Photo of project advertisement in front of the future Oakton Street station.
The Illinois State Toll Highway Authority (“Illinois Tollway”) announced it may raise tolls (the first increase for users who pay with I-PASS electronic transponders) in order to raise revenue to pay for projects and plan for transit use Interstate 90 (Jane Addams Memorial Highway). For the average I-PASS customers, their monthly payment would rise $11. The Illinois Tollway notes in its press release that some of the projects are part of the Chicago Metropolitan Agency for Planning’s (CMAP) Go To 2040 regional plan.
In addition to bus rapid transit “light” (BRT) that the Chicago Department of Transportation (CDOT) is currently planning for Jeffrey Boulevard – to “enhance service on the #14 Jeffery Express” – the Chicago Transit Authority’s (CTA) new president, Forrest Claypool, said in an interview with Kevin O’Neil, that “true full-blown BRT could happen on Western. It offers the best opportunity and connects all our rail stations.”
Former Illinois Governor Blagojevich’s “seniors ride transit free” program will be partially ending in the Chicago area August 30th, 2011. Senior citizens who are registered in the Illinois Circuit Breaker program can continue riding on Metra, CTA, and Pace for free. All other senior citizens can ride for half-price. Seniors who already have the fare permit required for free travel under the program will be mailed new fare permits. Those who’ve never registered for free transit should read these instructions on how to join.
The Oakton Street station on the CTA Yellow Line in Skokie, Illinois, is under construction. The Village of Skokie has a July 2011 construction update newsletter (PDF). Morgan/Lake station on the Green/Pink Lines is also under construction.

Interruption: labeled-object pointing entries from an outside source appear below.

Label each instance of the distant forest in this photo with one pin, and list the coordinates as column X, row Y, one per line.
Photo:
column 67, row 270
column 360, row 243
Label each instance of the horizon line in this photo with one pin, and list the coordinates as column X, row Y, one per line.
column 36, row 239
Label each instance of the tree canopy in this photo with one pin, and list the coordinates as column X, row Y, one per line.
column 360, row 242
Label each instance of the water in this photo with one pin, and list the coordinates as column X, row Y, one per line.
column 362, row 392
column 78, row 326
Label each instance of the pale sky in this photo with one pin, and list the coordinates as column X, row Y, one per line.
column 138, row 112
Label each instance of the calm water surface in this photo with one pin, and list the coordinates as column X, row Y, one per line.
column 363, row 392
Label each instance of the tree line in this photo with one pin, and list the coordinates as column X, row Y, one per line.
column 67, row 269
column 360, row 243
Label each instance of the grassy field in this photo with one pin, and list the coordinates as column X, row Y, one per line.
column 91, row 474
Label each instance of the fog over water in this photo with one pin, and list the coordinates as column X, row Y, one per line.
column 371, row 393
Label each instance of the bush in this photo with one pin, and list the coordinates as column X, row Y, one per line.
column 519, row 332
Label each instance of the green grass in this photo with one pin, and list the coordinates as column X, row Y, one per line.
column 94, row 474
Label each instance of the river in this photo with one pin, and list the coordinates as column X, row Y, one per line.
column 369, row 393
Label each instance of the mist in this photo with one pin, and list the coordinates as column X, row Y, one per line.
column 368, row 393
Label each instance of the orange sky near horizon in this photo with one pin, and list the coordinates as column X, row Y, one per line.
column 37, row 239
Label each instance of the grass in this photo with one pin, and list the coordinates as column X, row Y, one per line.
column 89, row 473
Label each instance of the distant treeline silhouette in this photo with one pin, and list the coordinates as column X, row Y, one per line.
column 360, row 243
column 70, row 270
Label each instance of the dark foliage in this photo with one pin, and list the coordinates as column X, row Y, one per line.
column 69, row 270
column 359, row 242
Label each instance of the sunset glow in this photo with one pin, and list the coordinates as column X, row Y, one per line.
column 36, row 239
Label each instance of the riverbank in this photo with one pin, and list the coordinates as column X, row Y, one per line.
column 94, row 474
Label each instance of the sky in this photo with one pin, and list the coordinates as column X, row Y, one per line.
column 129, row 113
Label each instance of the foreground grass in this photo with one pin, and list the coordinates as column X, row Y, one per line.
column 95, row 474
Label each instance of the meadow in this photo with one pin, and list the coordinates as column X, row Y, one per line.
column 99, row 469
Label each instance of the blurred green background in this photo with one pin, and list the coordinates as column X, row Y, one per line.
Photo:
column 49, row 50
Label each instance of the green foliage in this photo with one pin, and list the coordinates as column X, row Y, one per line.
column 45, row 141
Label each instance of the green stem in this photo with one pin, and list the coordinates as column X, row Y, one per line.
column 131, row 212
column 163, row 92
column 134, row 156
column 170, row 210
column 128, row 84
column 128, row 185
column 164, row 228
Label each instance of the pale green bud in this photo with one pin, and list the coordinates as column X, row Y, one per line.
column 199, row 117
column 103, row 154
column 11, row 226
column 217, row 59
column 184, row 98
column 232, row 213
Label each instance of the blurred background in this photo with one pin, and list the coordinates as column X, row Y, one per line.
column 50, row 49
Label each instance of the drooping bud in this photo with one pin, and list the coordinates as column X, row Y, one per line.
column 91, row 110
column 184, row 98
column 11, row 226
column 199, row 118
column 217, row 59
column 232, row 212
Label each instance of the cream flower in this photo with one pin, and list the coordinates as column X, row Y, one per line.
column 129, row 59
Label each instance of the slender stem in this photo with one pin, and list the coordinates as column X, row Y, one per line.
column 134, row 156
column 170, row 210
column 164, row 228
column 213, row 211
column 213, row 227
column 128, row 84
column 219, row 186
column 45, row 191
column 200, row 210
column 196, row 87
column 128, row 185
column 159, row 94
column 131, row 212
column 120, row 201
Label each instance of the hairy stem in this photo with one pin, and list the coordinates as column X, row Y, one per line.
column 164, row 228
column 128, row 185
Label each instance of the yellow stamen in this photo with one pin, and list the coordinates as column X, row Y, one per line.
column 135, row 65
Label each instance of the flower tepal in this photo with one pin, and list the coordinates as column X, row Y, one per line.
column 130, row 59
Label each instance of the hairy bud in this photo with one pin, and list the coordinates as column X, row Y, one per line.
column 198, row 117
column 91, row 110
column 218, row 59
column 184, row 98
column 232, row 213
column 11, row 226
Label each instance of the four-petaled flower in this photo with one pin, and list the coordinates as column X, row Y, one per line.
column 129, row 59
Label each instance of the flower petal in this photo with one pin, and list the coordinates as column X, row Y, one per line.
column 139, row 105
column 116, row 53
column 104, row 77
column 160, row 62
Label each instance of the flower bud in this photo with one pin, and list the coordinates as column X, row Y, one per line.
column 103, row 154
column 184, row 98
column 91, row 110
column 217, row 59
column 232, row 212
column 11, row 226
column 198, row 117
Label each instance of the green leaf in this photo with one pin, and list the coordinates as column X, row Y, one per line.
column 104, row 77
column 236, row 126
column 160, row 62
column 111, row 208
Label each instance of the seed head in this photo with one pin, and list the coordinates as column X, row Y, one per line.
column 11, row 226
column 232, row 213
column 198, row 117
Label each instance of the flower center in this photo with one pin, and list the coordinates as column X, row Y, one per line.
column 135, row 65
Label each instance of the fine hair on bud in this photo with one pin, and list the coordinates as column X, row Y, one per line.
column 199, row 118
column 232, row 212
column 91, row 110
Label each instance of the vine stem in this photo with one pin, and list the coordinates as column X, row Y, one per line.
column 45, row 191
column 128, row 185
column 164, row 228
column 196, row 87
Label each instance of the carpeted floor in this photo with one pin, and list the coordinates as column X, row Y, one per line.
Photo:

“Members of an Evanston city committee Wednesday night objected to staff plans to test on-street bike parking over fears it would cut into parking meter revenue.” The bike parking corral would be similar to the one recently opened in Wicker Park last week. The article on Evanston Now gives great insight in how cities, Chicago included, prioritize car parking; an Evanston engineer also explains, from his observation of bike rack use, that people who bike prefer to park adjacent to their destination (what I call the 50-feet rule). The first commenter has the right idea on why this is regressive action: “Imagine if 12 people on bikes come downtown to spend their money, replacing the two who would have come down in cars.” More news, including an artist’s rendering, from Evanston Patch.
Andersonville, a far north side neighborhood in Chicago, needs more bike racks. A-Ville Daily specifically notes the lack of bike racks at the renovated Jewel at 5516 N Clark Street. John Greenfield wrote last Friday that Andersonville missed an opportunity in 2004 for on-street bike parking in front of Cheetah Gym because of CDOT’s hesitance. A Grid Chicago reader tipped me that the Jewel store director has indeed ordered a bike rack for patrons.
Friend and Grid Chicago reader, Ashley Lottes, writes about her recent trip on Amtrak to St. Louis, Missouri, including how car drivers there are confused to share the road people bicycling, seeing them as a “colony of lepers escaped into the city.”
Downtown Evanston is plagued with poorly placed bike racks, like this one near nothing. Bike parking will be used when it’s within 50 feet of the intended destination.
Target was just approved to build a store at Divsion and Larrabee, on the site of the former Cabrini Green towers, removed earlier this year. The store will feature ground level parking, with shopping on the second floor. The third floor will be warehouse storage. Target countered locals’ concerns about traffic by saying its analysis found that a “large share” of customers would arrive on foot or transit. This is probably true – the store will be accessible to hundreds of residents along Halsted, and sit on the Halsted bike lane, and Halsted and Division buses.
Chicago Journal author AmySue Mertens wants readers and bike lane planners at CDOT to consider the implications on pedestrians and the walking environment of bicyclists who will disobey stop signs on Jackson Boulevard, the site of the next protected bike lane.